There are two reasons why telling a college, "You're my first choice" doesn't mean much to most schools.
1. It's too easy to say it without really committing to anything.
2. It's often not true.
Sometimes that statement is true. Many other times, a student is just feeling the college admissions pressure, reacting to the message that expression of interest in a college can improve your chances of admission.
Expression of interest can be important at some schools. Colleges all feel pressure to make sure their freshman dorms are filled. So when they get the sense that an appealing student might actually enroll if admitted, they know they won't be wasting the admission on someone who passes it up to go someplace else. But some expressions of interest are much more effective than others.
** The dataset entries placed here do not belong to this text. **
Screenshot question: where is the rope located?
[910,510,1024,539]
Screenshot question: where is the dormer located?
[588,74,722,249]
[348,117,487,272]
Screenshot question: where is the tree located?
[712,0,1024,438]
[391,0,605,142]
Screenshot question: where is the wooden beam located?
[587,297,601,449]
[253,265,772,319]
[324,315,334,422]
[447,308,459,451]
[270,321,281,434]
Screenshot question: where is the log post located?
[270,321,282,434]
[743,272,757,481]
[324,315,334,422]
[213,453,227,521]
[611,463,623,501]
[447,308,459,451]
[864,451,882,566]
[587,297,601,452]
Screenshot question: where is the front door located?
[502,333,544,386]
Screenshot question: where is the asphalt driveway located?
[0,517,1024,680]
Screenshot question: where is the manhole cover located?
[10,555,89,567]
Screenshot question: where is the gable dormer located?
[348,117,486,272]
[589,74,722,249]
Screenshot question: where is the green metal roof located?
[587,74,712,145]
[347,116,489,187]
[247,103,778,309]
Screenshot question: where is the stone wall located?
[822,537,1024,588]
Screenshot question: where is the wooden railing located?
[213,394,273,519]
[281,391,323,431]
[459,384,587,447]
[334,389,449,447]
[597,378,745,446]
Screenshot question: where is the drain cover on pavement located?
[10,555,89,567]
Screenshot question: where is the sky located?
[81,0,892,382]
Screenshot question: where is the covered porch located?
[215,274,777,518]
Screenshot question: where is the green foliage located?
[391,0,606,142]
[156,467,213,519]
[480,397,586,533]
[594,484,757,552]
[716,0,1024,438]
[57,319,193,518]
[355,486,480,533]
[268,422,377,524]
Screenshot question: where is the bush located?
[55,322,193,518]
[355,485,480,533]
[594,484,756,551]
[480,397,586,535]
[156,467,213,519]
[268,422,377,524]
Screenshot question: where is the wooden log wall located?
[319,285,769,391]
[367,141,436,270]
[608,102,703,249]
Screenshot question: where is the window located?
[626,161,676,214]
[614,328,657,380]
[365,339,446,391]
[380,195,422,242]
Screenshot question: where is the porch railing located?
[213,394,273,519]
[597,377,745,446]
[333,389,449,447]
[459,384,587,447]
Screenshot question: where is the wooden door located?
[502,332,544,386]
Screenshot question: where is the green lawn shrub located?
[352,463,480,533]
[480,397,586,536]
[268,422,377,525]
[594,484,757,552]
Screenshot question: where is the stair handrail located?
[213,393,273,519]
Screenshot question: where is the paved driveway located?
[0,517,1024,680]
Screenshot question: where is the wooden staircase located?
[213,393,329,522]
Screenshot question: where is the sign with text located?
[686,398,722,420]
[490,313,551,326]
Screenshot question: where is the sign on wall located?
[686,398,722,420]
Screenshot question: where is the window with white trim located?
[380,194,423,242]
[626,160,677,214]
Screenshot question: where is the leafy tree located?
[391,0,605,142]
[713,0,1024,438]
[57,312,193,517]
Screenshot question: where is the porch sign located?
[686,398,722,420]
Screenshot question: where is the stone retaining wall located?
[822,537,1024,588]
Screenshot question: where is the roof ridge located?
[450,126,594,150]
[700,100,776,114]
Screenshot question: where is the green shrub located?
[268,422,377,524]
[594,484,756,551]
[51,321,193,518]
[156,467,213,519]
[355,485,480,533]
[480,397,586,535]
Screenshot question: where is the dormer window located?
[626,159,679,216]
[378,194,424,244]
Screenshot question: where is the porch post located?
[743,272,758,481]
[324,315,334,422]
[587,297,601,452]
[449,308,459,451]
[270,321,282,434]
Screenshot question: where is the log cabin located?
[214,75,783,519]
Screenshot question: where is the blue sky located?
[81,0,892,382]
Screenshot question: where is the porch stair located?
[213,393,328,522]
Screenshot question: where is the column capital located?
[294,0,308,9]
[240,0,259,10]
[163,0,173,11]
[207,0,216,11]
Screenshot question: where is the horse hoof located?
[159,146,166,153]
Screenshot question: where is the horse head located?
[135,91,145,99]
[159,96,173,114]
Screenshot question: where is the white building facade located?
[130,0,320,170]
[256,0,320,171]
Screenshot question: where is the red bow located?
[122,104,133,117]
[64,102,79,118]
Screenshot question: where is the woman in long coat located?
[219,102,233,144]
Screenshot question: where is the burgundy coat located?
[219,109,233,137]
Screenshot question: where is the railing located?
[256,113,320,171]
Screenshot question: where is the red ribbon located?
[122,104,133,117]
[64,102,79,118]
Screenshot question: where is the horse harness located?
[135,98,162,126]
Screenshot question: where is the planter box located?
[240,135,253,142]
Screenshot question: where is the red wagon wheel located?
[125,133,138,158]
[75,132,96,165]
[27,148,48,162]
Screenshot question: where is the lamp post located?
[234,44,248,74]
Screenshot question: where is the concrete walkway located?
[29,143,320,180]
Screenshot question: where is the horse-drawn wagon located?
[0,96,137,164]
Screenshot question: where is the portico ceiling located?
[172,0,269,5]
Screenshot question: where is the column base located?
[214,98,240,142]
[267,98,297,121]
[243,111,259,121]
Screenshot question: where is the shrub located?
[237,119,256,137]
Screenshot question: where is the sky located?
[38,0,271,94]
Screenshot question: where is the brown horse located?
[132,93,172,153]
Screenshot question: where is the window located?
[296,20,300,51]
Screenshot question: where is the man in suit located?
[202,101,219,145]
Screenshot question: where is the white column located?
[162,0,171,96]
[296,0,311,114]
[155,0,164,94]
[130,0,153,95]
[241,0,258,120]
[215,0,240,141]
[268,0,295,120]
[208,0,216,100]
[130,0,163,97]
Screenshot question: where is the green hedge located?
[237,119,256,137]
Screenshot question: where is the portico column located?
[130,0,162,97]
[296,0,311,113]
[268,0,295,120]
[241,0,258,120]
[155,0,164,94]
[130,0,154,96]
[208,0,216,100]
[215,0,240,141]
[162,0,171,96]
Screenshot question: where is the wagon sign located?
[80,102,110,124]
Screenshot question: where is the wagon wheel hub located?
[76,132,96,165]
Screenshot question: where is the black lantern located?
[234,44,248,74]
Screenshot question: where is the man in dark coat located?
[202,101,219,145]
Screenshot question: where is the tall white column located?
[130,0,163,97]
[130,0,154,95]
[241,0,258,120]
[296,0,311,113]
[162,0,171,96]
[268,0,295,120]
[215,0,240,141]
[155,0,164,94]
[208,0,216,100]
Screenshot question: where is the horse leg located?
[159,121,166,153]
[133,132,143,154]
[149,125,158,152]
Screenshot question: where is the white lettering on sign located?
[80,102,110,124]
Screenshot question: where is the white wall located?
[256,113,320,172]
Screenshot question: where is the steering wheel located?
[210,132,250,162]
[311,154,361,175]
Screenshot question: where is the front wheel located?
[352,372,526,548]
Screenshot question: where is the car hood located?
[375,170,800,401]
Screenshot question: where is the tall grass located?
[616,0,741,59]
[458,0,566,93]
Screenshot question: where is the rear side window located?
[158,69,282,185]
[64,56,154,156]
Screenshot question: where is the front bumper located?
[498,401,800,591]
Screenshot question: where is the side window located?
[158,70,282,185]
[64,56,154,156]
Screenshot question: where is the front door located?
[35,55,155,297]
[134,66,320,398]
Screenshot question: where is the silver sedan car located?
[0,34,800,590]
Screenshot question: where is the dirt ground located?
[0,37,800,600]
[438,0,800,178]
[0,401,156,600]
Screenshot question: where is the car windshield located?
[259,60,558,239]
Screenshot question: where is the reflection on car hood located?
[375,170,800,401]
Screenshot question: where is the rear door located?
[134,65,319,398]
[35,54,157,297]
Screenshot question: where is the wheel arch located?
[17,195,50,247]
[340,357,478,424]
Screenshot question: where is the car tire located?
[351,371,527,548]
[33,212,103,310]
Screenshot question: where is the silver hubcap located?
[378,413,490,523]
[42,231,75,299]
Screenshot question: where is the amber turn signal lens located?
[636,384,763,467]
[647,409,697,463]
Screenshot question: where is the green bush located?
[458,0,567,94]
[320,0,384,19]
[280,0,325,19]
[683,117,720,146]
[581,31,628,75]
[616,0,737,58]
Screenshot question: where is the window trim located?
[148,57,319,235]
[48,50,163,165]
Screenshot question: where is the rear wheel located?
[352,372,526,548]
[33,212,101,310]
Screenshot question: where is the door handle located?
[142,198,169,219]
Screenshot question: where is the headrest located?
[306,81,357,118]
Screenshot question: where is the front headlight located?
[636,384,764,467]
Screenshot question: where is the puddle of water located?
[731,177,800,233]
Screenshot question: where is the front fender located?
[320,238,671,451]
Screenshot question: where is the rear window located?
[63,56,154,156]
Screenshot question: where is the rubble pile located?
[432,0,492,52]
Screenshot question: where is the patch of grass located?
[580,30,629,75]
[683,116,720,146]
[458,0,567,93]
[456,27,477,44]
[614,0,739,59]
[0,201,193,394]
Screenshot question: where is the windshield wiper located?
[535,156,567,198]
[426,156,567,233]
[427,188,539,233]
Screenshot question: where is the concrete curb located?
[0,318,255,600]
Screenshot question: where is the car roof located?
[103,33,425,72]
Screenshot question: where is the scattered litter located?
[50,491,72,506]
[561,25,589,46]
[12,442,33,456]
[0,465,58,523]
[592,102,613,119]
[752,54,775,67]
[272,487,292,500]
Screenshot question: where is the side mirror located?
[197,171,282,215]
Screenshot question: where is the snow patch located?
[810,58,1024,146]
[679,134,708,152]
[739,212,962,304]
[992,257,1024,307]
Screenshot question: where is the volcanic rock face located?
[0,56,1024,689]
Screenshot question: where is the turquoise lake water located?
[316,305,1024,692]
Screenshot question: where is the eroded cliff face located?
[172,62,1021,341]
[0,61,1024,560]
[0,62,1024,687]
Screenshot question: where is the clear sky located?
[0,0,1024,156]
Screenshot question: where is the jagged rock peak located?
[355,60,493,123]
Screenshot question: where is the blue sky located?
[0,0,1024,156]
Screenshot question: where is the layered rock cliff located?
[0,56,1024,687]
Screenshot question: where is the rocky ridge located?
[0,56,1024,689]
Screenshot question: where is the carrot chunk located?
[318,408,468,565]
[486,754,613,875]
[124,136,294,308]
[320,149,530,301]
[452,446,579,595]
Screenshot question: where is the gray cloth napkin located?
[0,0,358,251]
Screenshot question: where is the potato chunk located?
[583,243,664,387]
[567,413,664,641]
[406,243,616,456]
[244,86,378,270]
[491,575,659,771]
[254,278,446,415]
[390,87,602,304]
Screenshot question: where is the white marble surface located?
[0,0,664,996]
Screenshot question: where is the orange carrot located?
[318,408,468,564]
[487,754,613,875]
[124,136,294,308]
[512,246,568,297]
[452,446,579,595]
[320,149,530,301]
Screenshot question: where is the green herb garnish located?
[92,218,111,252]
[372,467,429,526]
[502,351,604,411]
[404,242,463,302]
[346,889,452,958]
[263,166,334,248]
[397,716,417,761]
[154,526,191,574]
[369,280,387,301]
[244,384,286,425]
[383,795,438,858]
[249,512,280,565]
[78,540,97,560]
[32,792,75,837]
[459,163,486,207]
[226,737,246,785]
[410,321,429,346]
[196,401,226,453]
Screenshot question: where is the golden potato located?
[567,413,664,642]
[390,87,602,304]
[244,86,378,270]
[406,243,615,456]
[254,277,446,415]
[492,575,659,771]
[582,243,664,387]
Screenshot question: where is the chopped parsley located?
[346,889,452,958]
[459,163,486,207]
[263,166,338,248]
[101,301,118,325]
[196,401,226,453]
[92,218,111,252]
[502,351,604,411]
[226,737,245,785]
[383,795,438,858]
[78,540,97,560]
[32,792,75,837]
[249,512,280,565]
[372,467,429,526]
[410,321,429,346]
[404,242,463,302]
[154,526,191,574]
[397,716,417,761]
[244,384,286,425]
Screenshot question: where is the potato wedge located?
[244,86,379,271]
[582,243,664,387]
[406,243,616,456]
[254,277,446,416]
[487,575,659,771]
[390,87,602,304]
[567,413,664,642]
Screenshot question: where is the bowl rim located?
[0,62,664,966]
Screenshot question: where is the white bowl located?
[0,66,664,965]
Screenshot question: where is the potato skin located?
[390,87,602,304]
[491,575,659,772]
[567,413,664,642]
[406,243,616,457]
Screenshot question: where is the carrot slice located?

Here are five ways to demonstrate interest in a school, and all five are a lot more effective than just saying, "It's my first choice."
1. Thoughtfully answer the questions about why you want to attend. By "thoughtfully," I don't mean generalities like, "It's a great school" or a recitation of facts and statistics you pulled from the website. I mean showing that you've done some college soul searching, describing what you've looked for in colleges and why you looked for them, and why you think you've found those things at this particular school.
2. Don't give your application an "Insert name of college here" feeling. Giving an application a lot of time and attention is the best way to show love to a college. I'm all for recycling essays when the prompts are similar. But when they're not all that similar and you try to wedge in an essay you wrote for another school, the readers can tell. Really take the time to read and answer each portion of a college's application. Show them that you took it seriously by writing essays that clearly address their prompts. And follow the application's directions very carefully (ignoring them usually doesn't go over well).
3. Visit the campus if it's reasonably close. If you choose not to get on a plane to go see a college before you apply, most schools won't take that as a sign of a lack of real interest. But if a campus is one that you could easily drive to on a weekend and you haven't visited, it's hard for that college not to wonder just how interested you really are.
4. Apply to the right schools in the first place. If you picked schools based on their name brand reputation alone, it's hard to give a detailed answer about why you're applying. But if you took the attitude that this is going to be your college experience, that you want to end up at a place where you'll be engaged both in and out of the classroom, a place where you can be happy and successful, then you won't have a hard time showing that you're interested. You are interested. It will show.
5. Just be authentic. Colleges understand that it's hard to pick schools. You're seventeen, you've never been to college, and this is a huge decision you're trying to make with limited information. So they don't expect you to necessarily have a ranked list of choices with carefully planned expressions of interest in each. Just be yourself. Pick schools that really are interesting to you. And if you can't articulate why you're interested, sometimes that's OK as long as you're not faking it. I worked with a student once who wrote in an essay, "I really can't explain my attraction to Lewis and Clark. All I know is that there's chemistry between us." She was admitted.
As is the case with most parts of college admissions, the more you try to strategize, the worse off you'll be. You should care enough about where you'll be spending the next four years to apply to schools that really are interesting to you. If you're doing that, all you have to do is relax and be yourself. The expressions of interest will happen on their own as you learn and become more drawn to colleges that fit you.